Tuesday 24 January 2012

Some actual talking about art

I have always intended to use this blog as a platform for artworks, and as a way or recording my progress as I strive to increase my art prowess. Thus I set myself a task - that I will write about art at least once a week and do a bit on a piece of my own also at least once a week.

This week, I'm going to do Landseer, because I picked an artist at random.

Just a brief look at his Wikipedia page will give you the bare bones of his biography and a couple of his more famous paintings. A little more Google-fu and you can see his less famous ones. I like these better. Olga's Gallery has a selection of more of them, my favourites of these being The Old Shepherd's Chief Mourner, which just about brought tears to my eyes, such is the pathos of the subject, and Jocko With A Hedgehog, which cheered me up again. The man was a really good observer of animals, and they way they move and sit. Discussion below the link.
I'm an animal-lover. Landseer did paintings for animal lovers. It's hand in hand really. But, as with so many things, Landseer's work isn't only what it looks like. Properly in context, it's a few other things. (I believe that I have also heard one of my friends, who shall remain nameless, as saying " I don't see the point in painting like these, everyone knows what dogs and mountains look like, you can just go and look at them.")

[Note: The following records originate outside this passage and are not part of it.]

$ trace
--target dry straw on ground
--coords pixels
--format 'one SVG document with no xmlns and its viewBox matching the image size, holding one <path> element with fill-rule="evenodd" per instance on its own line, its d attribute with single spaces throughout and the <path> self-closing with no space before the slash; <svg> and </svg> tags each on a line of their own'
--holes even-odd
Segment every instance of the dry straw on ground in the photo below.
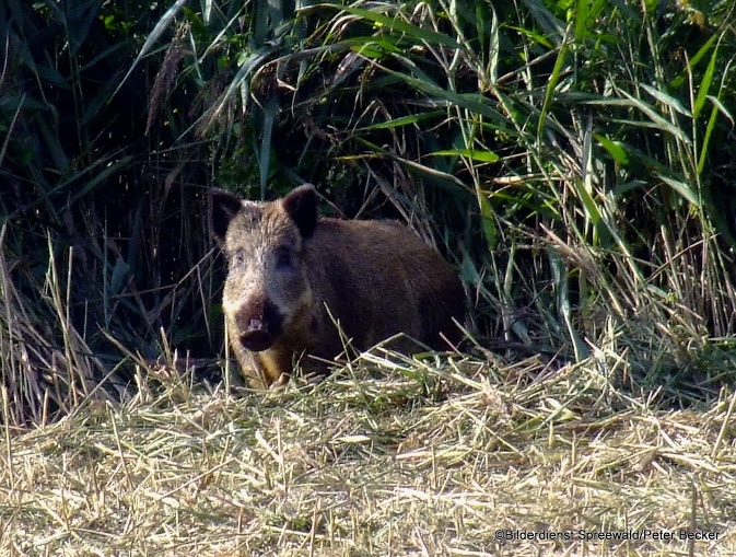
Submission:
<svg viewBox="0 0 736 557">
<path fill-rule="evenodd" d="M 5 428 L 0 555 L 736 553 L 725 391 L 667 409 L 615 387 L 605 355 L 392 361 L 258 396 L 143 388 Z M 599 533 L 632 538 L 582 539 Z"/>
</svg>

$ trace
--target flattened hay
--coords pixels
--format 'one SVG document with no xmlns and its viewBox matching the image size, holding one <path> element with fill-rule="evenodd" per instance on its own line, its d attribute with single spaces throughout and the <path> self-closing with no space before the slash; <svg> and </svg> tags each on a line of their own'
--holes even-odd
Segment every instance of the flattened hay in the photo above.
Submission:
<svg viewBox="0 0 736 557">
<path fill-rule="evenodd" d="M 374 355 L 266 394 L 91 403 L 4 428 L 0 555 L 736 553 L 736 396 L 615 383 L 594 360 Z"/>
</svg>

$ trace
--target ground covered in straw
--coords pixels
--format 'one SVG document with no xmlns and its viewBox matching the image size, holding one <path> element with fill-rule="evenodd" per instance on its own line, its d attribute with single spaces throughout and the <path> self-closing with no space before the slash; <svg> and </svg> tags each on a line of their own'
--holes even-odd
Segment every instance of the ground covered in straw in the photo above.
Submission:
<svg viewBox="0 0 736 557">
<path fill-rule="evenodd" d="M 603 360 L 394 362 L 4 428 L 0 555 L 736 553 L 725 390 L 684 410 Z"/>
</svg>

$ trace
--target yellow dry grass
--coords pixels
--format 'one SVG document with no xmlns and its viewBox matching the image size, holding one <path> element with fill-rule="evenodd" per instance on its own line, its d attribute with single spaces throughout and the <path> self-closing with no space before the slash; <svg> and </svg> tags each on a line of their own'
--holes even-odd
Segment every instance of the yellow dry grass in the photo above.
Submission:
<svg viewBox="0 0 736 557">
<path fill-rule="evenodd" d="M 610 368 L 374 355 L 4 428 L 0 555 L 736 554 L 734 395 L 671 409 Z"/>
</svg>

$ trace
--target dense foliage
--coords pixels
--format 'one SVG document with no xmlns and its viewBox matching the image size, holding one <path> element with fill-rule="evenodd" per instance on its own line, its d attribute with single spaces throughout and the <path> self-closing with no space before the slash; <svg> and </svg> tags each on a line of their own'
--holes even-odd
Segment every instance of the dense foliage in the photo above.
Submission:
<svg viewBox="0 0 736 557">
<path fill-rule="evenodd" d="M 8 419 L 220 352 L 201 194 L 304 181 L 434 242 L 481 344 L 615 353 L 702 396 L 736 327 L 733 10 L 7 0 Z"/>
</svg>

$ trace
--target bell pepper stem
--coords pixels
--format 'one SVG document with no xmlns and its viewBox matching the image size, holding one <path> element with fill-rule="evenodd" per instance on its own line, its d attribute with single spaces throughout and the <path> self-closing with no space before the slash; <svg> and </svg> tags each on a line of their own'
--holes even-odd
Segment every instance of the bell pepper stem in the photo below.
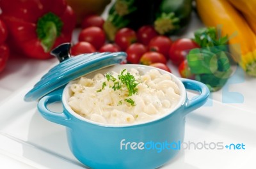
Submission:
<svg viewBox="0 0 256 169">
<path fill-rule="evenodd" d="M 45 14 L 38 19 L 36 33 L 45 52 L 51 51 L 56 38 L 61 34 L 63 25 L 59 17 L 52 12 Z"/>
<path fill-rule="evenodd" d="M 52 22 L 48 22 L 44 27 L 45 36 L 41 40 L 42 47 L 45 52 L 48 52 L 52 48 L 57 38 L 57 28 Z"/>
</svg>

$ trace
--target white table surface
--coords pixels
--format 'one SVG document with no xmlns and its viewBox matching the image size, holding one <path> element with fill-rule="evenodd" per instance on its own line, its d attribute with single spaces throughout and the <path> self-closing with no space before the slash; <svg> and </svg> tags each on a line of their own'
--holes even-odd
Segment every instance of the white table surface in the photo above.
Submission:
<svg viewBox="0 0 256 169">
<path fill-rule="evenodd" d="M 194 17 L 189 29 L 202 26 Z M 193 37 L 193 32 L 182 37 Z M 67 147 L 64 128 L 40 117 L 36 103 L 23 101 L 26 92 L 58 62 L 55 58 L 12 57 L 0 73 L 0 168 L 61 168 L 61 168 L 84 168 Z M 211 94 L 206 105 L 187 116 L 184 141 L 243 143 L 246 149 L 185 150 L 163 168 L 256 168 L 256 78 L 237 68 L 230 79 L 222 90 Z M 228 102 L 223 100 L 227 98 Z"/>
</svg>

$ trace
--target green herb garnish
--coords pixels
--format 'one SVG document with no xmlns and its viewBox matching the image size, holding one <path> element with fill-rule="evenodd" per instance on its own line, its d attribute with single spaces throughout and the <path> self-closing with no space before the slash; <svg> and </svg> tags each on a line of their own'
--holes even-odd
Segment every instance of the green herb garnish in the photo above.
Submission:
<svg viewBox="0 0 256 169">
<path fill-rule="evenodd" d="M 125 73 L 125 71 L 126 69 L 124 69 L 120 75 L 118 75 L 118 79 L 113 77 L 111 73 L 106 73 L 106 78 L 107 81 L 113 82 L 113 84 L 111 83 L 111 85 L 113 84 L 113 86 L 107 84 L 106 82 L 104 82 L 102 83 L 102 88 L 99 89 L 97 92 L 101 92 L 105 87 L 108 85 L 109 87 L 112 88 L 115 91 L 116 90 L 121 90 L 121 91 L 122 91 L 123 87 L 126 88 L 129 93 L 129 96 L 136 94 L 138 92 L 137 85 L 139 83 L 136 81 L 135 77 L 132 75 L 129 72 Z M 134 101 L 131 98 L 125 99 L 124 101 L 131 103 L 132 107 L 136 105 Z M 122 105 L 122 101 L 119 101 L 118 104 Z"/>
<path fill-rule="evenodd" d="M 132 99 L 131 98 L 129 99 L 124 99 L 126 102 L 131 103 L 131 105 L 132 105 L 132 107 L 135 106 L 136 105 L 134 104 L 135 102 L 133 99 Z"/>
<path fill-rule="evenodd" d="M 132 96 L 138 92 L 138 88 L 136 87 L 138 84 L 135 80 L 135 77 L 130 73 L 127 73 L 125 75 L 124 73 L 126 71 L 124 69 L 122 71 L 121 74 L 118 75 L 118 79 L 121 80 L 122 83 L 126 85 L 128 89 L 129 96 Z"/>
</svg>

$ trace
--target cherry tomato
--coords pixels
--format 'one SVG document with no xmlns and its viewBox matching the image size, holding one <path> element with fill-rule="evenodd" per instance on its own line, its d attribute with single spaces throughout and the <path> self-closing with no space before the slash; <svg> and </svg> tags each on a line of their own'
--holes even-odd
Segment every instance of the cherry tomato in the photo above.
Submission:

Landseer was active in the 19th century. He painted the kind of things that people liked back then. In the midst of the Industrial Revolution, more and more people craved for simple, rural pleasures, and artworks typically filled that void for those that could afford them. Romanticised versions of English and particularly Scottish countryside scenes were hugely popular, and there were a number of painters that almost specialized in them, Landseer being one of them. Sir Walter Scott  had romanticised "the clans and glens of Scotland", the Royal Family hung out at Glamis, Scone, St. Andrews and particularly Balmoral, all scenic places, and tartanry became fashionable, so Scotland was a great subject for a painter.

Landseer's work also frequently features devoted pet animals (see The Old Shepherd's Chief Mourner), or working animals that love their masters (Shoeing - look at the expressions on the animals as they watch the man). This was a beloved theme in 19th English artwork, and Landseer was both prolific and good at it.

 It's actually revealing about the character of the times. The perception was that hard work = godliness, and that rural work was hard work. While labourers of all sorts in all countries were viewed like this, rural labour was seen as cleaner and more honest, with healthy, bracing fresh air and a salt-of-the-earth attitude, and concurrent with the pro-English attitude of England in the time, British labourers were even more hearty, content and bluff. With the Romanticisation of Scotland, came the idea that we were 'noble savages' - the population of Scotland at that time was primarily rural, primarily little-educated, and not wealthy by the standards of the modernizing cities and they wealth generated by new industry. Thus, the Scottish people were seen as backwards, simple, poor, hardworking and spiritually untainted by the 'wickednesses of modern life'. Thus, the paintings of Landseer hit that fashionable note of rustic simplicity with their focus on  'the glorious wild', the wildlife that represented the abundance of nature that people seemed to yearn for (The Monarch of the Glen), and shabby people with dark homes and poor clothing that nonetheless are happy and virtuous in their poverty (A Highland Breakfast).

One could even go further than that, if one were partisan on the subject, and observe that to glorify the position of those in poverty as actually happier than most with money is a colonial attitude, that the patronising re-imagining of the poverty of those 'under the thumb' of the wealthy as virtuous is essentially the comfort that masters of slaves afford themselves whenever they wonder about ethics, and that Landseer's consistent theme of the devotion of animals to their owners is a reflection of the theory popular in the 19th century that all of the world was God-given to mankind to conquer and own, that man was the pinnacle of creation and that all was subordinate to him (and particularly, wealthy English businessmen). In short, the work of Landseer is an excellent depiction of the English attitude to the world in the Victorian era, a historical document providing an insight to the times.